Marcelo Rubens Paiva resgata luta de sua mãe em “Ainda Estou Aqui”
- Por Neusa Barbosa
- 05/11/2024
- Tempo de leitura 15 minutos
Marcelo Rubens Paiva tem feito de sua vida a matéria-prima de sua literatura. Foi assim em "Feliz Ano Velho" (1982), em que ele contava parte da história de sua família e o acidente que o deixou tetraplégico. "Ainda Estou Aqui", publicado em 2015 e que acaba de virar filme pelas mãos de Walter Salles, focaliza a figura essencial de sua mãe, Eunice Paiva, uma advogada que tornou sua vida uma jornada de militância social e não só por conta do desaparecimento de seu marido, o ex-deputado Rubens Paiva, em 1971, nas mãos da repressão da ditadura militar.
Em "Ainda Estou Aqui", o livro, seu filho Marcelo retorna às memórias familiares num momento em que a brava guerreira Eunice manifestava os primeiros sinais do Alzheimer - uma ironia trágica na vida de alguém que tanto lutou para que não fossem esquecidas as grandes questões do País, como a liberdade e os direitos indígenas. O filme, por sua vez, focaliza a história da família Paiva, antes e depois do desaparecimento de Rubens (Selton Mello), quando cresce a figura de Eunice (Fernanda Torres), que nas décadas seguintes, deve cuidar sozinha dos cinco filhos - sem dispor sequer de um atestado de óbito, por muitos anos, que lhe permitisse tomar posse dos recursos financeiros deixados pelo marido.

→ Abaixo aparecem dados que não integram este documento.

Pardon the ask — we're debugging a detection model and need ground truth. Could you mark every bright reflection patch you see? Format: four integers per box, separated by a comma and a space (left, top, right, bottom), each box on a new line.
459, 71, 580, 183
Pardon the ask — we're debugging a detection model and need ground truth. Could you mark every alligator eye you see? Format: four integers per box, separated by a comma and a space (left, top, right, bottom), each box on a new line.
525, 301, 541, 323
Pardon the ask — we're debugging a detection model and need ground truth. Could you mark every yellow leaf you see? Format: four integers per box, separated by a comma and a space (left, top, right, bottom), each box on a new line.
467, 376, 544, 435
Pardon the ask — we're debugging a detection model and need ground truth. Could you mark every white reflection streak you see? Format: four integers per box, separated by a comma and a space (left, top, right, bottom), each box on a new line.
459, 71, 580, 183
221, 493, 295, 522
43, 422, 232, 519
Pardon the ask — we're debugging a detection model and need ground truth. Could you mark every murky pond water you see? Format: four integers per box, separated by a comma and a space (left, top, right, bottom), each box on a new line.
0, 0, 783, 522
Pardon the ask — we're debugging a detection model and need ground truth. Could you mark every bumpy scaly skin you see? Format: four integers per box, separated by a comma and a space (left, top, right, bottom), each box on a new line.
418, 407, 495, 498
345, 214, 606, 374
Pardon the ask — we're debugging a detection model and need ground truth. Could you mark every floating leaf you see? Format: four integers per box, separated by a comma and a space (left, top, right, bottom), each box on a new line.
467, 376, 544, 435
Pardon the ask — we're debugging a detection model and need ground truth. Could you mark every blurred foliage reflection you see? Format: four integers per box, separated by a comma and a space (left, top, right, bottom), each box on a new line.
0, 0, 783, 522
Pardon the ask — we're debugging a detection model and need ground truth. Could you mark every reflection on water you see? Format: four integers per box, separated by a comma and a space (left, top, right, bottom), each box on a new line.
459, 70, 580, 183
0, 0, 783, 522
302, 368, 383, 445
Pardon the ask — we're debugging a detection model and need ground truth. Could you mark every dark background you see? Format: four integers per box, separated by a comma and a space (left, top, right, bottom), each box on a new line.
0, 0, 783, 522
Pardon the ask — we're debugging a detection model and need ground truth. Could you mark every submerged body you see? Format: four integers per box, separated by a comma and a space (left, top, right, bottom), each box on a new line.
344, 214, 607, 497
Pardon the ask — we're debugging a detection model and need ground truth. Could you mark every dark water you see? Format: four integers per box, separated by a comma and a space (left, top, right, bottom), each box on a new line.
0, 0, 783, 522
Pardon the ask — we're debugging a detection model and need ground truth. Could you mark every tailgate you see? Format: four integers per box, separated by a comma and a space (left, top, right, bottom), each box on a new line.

Presente em Veneza, onde o filme venceu um prêmio de roteiro, iniciando um percurso que o tornou o representante do Brasil na tentativa de uma indicação ao Oscar, Marcelo me concedeu esta entrevista, da qual também participou a jornalista Janaina Pereira e a irmã de Marcelo, Ana Lúcia. O filme estreia nos cinemas brasileiros neste dia 7 de novembro.
Cineweb - Este livro é extremamente pessoal, mas na tela ele ganha uma dimensão muito maior. Você imaginou isso? E que um dia ele viraria um filme?
Marcelo - Posso até parecer blasé, mas eu nunca penso em resultado final, no que pode acontecer. Até porque já vi adaptações de coisas minhas que nunca imaginei que fossem possíveis e esta é uma. Porque tem muitos planos temporais ali. Tem década de 60, década de 70, década de 80, década de 90. Tem 2014, tem 2018. São muitos planos temporais. Eu na verdade estava querendo escrever meu livro. Não o preparei para ser adaptado ao cinema, nem é obrigação do escritor. Sei que há escritores que fazem isso. E há livros muito mais fáceis de ser adaptados. Neste caso, o autor não pode pensar no resultado final de uma adaptação cinematográfica. Ela vem com o talento do diretor que aparecer. E apareceu para mim o maior cineasta que eu conheço, como disse o Selton Mello, um diretor clássico, que demorou nove anos para fazer um filme e que era amigo da família.
Cineweb -Tem um olhar pessoal dele também.
Marcelo - Sim. Ele conheceu a família, conheceu a casa, conheceu minha mãe, meu pai, me conheceu pequeno. Conheceu minha irmã, ele saía com a minha irmã, eles eram uma turma. E o pai dele teve uma trajetória semelhante à do meu pai. Os dois foram exilados em 1964. O pai dele foi ministro do João Goulart, foi deputado do partido do João Goulart. Eles foram cassados no mesmo período. Ambos foram exilados para a França. Meu pai voltou. O pai do Walter ficou mais tempo na França. Eram amigos dos Arraes. Todo povo exilado vivia no mesmo círculo de amizades. E a gente se conhecia do Rio de Janeiro. E a gente saía. O meu pai me levou com o Walter para a gente ver um show do Simonal. Me lembro até hoje. No Maracanã.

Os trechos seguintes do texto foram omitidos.